HD 115337

Observation data Epoch J2000.0 Equinox J2000.0
- Constellation: Camelopardalis
- Right ascension: 13^{h} 12^{m} 25.43269^{s}
- Declination: +80° 28′ 16.7089″
- Apparent magnitude (V): 6.25 (6.33 + 9.04)

Characteristics
- Spectral type: G8 III + A8 V:
- B−V color index: +0.94

Astrometry
- Radial velocity (R_{v}): −9.38±0.21 km/s
- Proper motion (μ): RA: −6.288 mas/yr Dec.: +10.446 mas/yr
- Parallax (π): 4.6717±0.0166 mas
- Distance: 698 ± 2 ly (214.1 ± 0.8 pc)
- Absolute magnitude (M_{V}): −0.32

Details

A
- Mass: 3.4 M_{☉}
- Radius: 16.4 R_{☉}
- Luminosity: 161 L_{☉}
- Surface gravity (log g): 2.38 cgs
- Temperature: 5,160 K
- Metallicity [Fe/H]: −0.13 dex
- Rotational velocity (v sin i): <1 km/s
- Age: 270 Myr
- Other designations: AG+80°289, BD+81 416, FK5 3056, GC 17932, HD 115337, HIP 64437, HR 5009, SAO 2164, WDS J13124+8028A

Database references
- SIMBAD: data

= HD 115337 =

Star in the constellation Camelopardalis

HD 115337 is a binary star located in the northern circumpolar constellation Camelopardalis. The pair have a combined apparent magnitude of 6.25, placing it near the limit for naked eye visibility. Parallax measurements place the system at a distance of 698 light years. It has a heliocentric radial velocity of -9.4 km/s, indicating that it is drifting towards the Solar System.

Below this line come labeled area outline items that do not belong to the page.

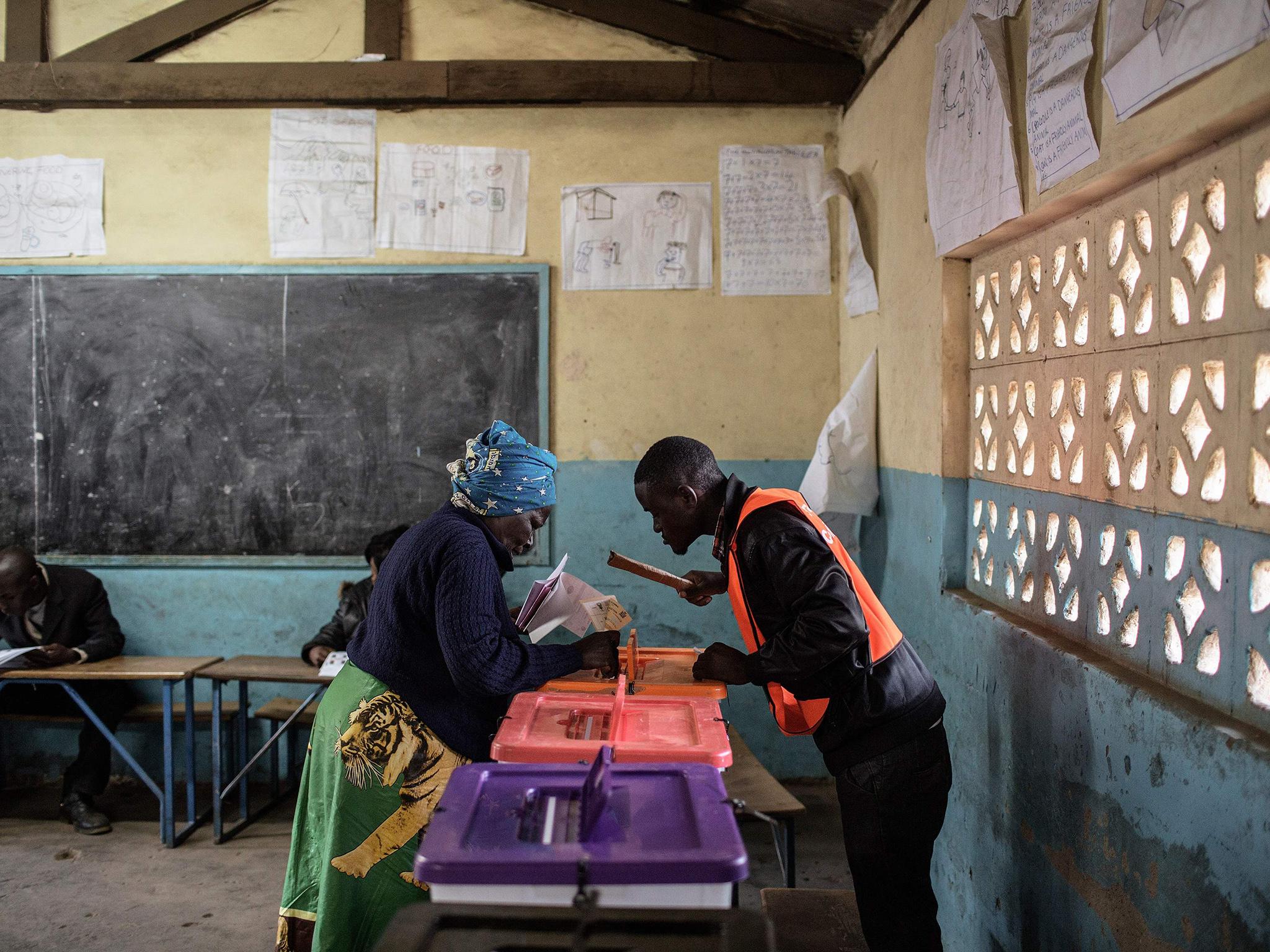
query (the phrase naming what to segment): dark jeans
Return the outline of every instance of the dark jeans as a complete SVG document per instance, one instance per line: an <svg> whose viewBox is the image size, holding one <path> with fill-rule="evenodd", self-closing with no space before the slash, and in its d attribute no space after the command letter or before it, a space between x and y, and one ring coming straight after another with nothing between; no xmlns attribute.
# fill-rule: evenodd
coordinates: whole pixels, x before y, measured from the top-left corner
<svg viewBox="0 0 1270 952"><path fill-rule="evenodd" d="M114 731L123 715L137 703L132 688L112 680L77 680L84 703ZM57 684L9 684L0 691L0 711L32 715L83 715L79 704ZM79 755L62 777L62 798L69 793L97 796L110 779L110 741L85 717Z"/></svg>
<svg viewBox="0 0 1270 952"><path fill-rule="evenodd" d="M931 852L952 763L942 722L837 776L842 839L870 952L942 949Z"/></svg>

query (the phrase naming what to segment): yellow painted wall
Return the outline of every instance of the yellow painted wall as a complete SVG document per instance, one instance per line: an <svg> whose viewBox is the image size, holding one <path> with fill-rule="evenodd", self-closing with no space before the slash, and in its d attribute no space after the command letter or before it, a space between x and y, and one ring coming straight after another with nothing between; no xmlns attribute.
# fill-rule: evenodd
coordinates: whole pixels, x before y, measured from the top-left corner
<svg viewBox="0 0 1270 952"><path fill-rule="evenodd" d="M964 261L941 261L926 220L926 126L935 47L952 28L964 0L931 0L866 84L841 123L838 164L851 180L866 256L878 277L880 310L841 312L842 388L867 354L879 350L879 454L883 466L965 476L966 300ZM1038 195L1022 122L1013 126L1025 220L1074 211L1086 192L1132 180L1139 164L1171 146L1200 141L1205 129L1236 110L1270 114L1270 43L1115 122L1101 85L1102 15L1095 27L1095 58L1086 83L1101 157ZM1008 22L1013 114L1022 114L1030 4ZM989 242L993 239L989 239ZM946 437L946 439L945 439Z"/></svg>
<svg viewBox="0 0 1270 952"><path fill-rule="evenodd" d="M164 5L118 4L127 15L98 17L108 4L52 0L55 53ZM423 0L410 9L409 44L420 58L478 51L691 58L513 0ZM347 58L361 52L361 0L279 0L171 58ZM4 122L4 155L105 160L109 254L76 263L271 263L268 110L64 110L5 113ZM356 263L551 264L552 448L564 459L638 458L669 433L700 437L724 458L806 458L838 383L837 283L831 296L724 298L716 211L712 291L565 293L559 201L561 187L589 182L716 183L724 145L822 143L833 161L836 131L837 114L828 108L381 112L381 142L527 149L527 249L518 259L380 250Z"/></svg>

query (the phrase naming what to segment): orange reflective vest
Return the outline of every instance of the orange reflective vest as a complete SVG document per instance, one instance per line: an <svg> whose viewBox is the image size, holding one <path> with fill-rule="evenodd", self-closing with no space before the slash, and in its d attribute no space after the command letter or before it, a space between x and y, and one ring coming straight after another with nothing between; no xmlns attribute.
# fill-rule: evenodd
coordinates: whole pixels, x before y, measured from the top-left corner
<svg viewBox="0 0 1270 952"><path fill-rule="evenodd" d="M740 628L740 636L745 640L745 647L753 654L767 638L763 637L763 632L754 623L754 616L749 611L749 603L745 600L745 589L740 580L737 559L737 538L740 534L742 524L749 515L765 505L775 505L777 503L791 503L795 505L803 518L812 523L815 531L820 533L820 538L824 539L829 551L833 552L834 559L838 560L838 565L847 572L847 576L851 579L851 586L856 592L856 598L860 599L860 608L864 611L865 622L869 626L869 656L876 664L895 650L895 646L903 640L904 635L895 622L892 621L886 609L883 608L881 602L878 600L878 595L874 594L874 590L865 580L864 574L851 561L851 556L847 555L842 541L820 520L819 515L812 512L803 495L791 489L756 489L751 493L745 504L740 508L740 518L737 519L737 528L733 529L732 542L728 546L728 598L732 602L732 613L737 616L737 626ZM776 584L780 584L780 581L777 580ZM824 718L826 710L829 707L828 698L799 701L776 682L767 685L767 701L772 708L772 715L776 717L776 725L781 729L782 734L790 736L814 731Z"/></svg>

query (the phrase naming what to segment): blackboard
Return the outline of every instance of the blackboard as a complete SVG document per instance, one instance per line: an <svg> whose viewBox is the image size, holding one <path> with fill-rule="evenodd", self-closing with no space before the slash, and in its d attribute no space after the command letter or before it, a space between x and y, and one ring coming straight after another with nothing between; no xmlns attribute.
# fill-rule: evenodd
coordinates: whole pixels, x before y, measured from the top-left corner
<svg viewBox="0 0 1270 952"><path fill-rule="evenodd" d="M495 418L547 432L546 265L32 270L0 533L41 553L359 555Z"/></svg>

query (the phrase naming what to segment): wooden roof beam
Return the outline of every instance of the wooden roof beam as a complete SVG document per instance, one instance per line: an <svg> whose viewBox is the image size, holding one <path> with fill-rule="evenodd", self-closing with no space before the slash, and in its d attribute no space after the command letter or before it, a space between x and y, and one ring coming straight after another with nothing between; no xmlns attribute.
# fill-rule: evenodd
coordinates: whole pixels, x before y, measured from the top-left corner
<svg viewBox="0 0 1270 952"><path fill-rule="evenodd" d="M836 50L804 43L739 20L715 17L674 0L532 0L610 27L742 62L823 62L848 60Z"/></svg>
<svg viewBox="0 0 1270 952"><path fill-rule="evenodd" d="M10 9L15 0L9 0ZM17 0L23 3L24 0ZM57 57L57 62L150 60L185 46L273 0L180 0Z"/></svg>
<svg viewBox="0 0 1270 952"><path fill-rule="evenodd" d="M0 108L845 103L859 63L452 60L0 63Z"/></svg>

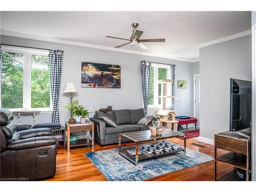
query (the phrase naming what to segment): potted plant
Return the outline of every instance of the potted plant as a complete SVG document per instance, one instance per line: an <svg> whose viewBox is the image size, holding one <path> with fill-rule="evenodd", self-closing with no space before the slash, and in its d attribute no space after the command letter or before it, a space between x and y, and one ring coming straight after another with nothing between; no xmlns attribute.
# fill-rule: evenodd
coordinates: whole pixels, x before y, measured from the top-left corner
<svg viewBox="0 0 256 192"><path fill-rule="evenodd" d="M86 121L86 117L89 117L88 110L85 110L82 105L79 105L77 100L73 101L69 105L65 106L65 108L70 111L77 123L81 122L81 118L85 118L85 120L83 119L83 121ZM84 123L85 122L83 122L83 123Z"/></svg>
<svg viewBox="0 0 256 192"><path fill-rule="evenodd" d="M81 117L80 118L81 123L85 123L86 117L89 117L89 112L87 110L83 109L81 112Z"/></svg>

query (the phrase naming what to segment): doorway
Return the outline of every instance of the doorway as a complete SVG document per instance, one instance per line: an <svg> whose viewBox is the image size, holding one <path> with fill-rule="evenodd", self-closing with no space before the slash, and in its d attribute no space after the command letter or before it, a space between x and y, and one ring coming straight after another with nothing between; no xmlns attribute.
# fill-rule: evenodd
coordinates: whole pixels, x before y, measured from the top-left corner
<svg viewBox="0 0 256 192"><path fill-rule="evenodd" d="M197 119L197 128L200 127L200 75L194 75L194 117Z"/></svg>

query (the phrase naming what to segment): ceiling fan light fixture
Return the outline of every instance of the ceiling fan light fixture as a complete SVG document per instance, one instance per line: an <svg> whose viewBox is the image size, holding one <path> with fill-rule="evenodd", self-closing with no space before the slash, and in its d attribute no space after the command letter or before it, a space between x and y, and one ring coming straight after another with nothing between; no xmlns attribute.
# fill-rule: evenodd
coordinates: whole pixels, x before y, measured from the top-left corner
<svg viewBox="0 0 256 192"><path fill-rule="evenodd" d="M135 41L135 42L131 42L130 43L130 45L131 46L138 46L140 44L140 43L138 41Z"/></svg>

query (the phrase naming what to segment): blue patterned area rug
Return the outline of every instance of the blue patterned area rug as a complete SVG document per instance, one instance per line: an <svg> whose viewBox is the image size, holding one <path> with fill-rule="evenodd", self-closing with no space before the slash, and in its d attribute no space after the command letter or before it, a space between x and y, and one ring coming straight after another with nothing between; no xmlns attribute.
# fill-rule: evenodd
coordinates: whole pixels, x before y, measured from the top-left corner
<svg viewBox="0 0 256 192"><path fill-rule="evenodd" d="M137 166L119 155L118 148L85 155L109 181L144 181L214 160L212 156L187 147L186 156L182 152L139 161Z"/></svg>

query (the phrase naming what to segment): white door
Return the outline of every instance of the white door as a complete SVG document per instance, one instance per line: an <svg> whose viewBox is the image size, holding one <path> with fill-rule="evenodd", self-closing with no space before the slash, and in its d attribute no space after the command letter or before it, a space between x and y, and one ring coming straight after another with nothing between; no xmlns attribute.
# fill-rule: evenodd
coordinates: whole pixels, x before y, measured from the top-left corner
<svg viewBox="0 0 256 192"><path fill-rule="evenodd" d="M195 76L195 114L194 116L197 119L197 128L200 127L200 119L199 119L199 107L200 104L200 76Z"/></svg>

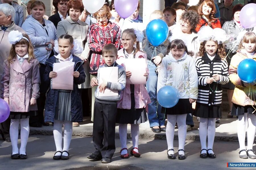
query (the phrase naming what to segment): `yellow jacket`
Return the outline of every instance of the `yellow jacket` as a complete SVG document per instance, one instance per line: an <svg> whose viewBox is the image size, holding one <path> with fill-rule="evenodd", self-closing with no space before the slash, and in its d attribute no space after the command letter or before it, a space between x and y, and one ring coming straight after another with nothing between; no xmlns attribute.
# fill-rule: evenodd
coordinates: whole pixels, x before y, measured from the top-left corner
<svg viewBox="0 0 256 170"><path fill-rule="evenodd" d="M244 50L238 50L236 54L231 59L228 71L230 80L236 86L232 98L232 102L243 106L255 105L255 99L256 99L256 86L255 85L246 86L243 82L240 79L237 74L238 64L242 60L246 58L248 58ZM253 56L253 59L256 60L256 52ZM250 89L251 92L249 97Z"/></svg>

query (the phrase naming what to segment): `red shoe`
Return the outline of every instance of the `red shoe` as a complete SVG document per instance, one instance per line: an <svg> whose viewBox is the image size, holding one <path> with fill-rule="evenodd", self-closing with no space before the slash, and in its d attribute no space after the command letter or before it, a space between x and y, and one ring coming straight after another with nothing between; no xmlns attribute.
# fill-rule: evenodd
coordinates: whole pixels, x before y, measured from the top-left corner
<svg viewBox="0 0 256 170"><path fill-rule="evenodd" d="M120 151L120 153L121 153L121 152L123 150L124 150L125 149L126 149L127 150L127 152L128 152L128 150L127 149L127 148L123 148ZM126 159L127 158L129 158L129 154L128 153L125 154L123 154L123 155L121 155L121 158L122 158L123 159Z"/></svg>
<svg viewBox="0 0 256 170"><path fill-rule="evenodd" d="M141 156L141 154L139 152L135 152L134 150L133 150L133 149L138 149L138 148L133 148L131 150L131 152L130 153L132 155L133 155L135 157L137 157L137 158L139 158L140 156Z"/></svg>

Optical measurements from Mason et al. (2001) find the pair to have a mean separation of an arcsecond along a position angle of 184°. The components have spectral classifications of K0 Ib and A8 V, indicating a K-type lower luminosity supergiant and an A-type main-sequence star (with uncertainty). At present the primary has 3.4 times the mass of the Sun and an enlarged radius of 16.4 solar radius due to its evolved status. It radiates 161 times the luminosity of the Sun from its photosphere at an effective temperature of 5160 K, giving a yellowish orange hue. HD 115337A is metal deficient, having an iron abundance only 74% of solar levels. Like most giants and supergiants, it spins slowly with a projected rotational velocity of less than 1 km/s.

The physical characteristics of HD 115337A belong to a giant star as opposed to a supergiant. It has often been classified as G5 III or G8 III, more consistent with the above properties.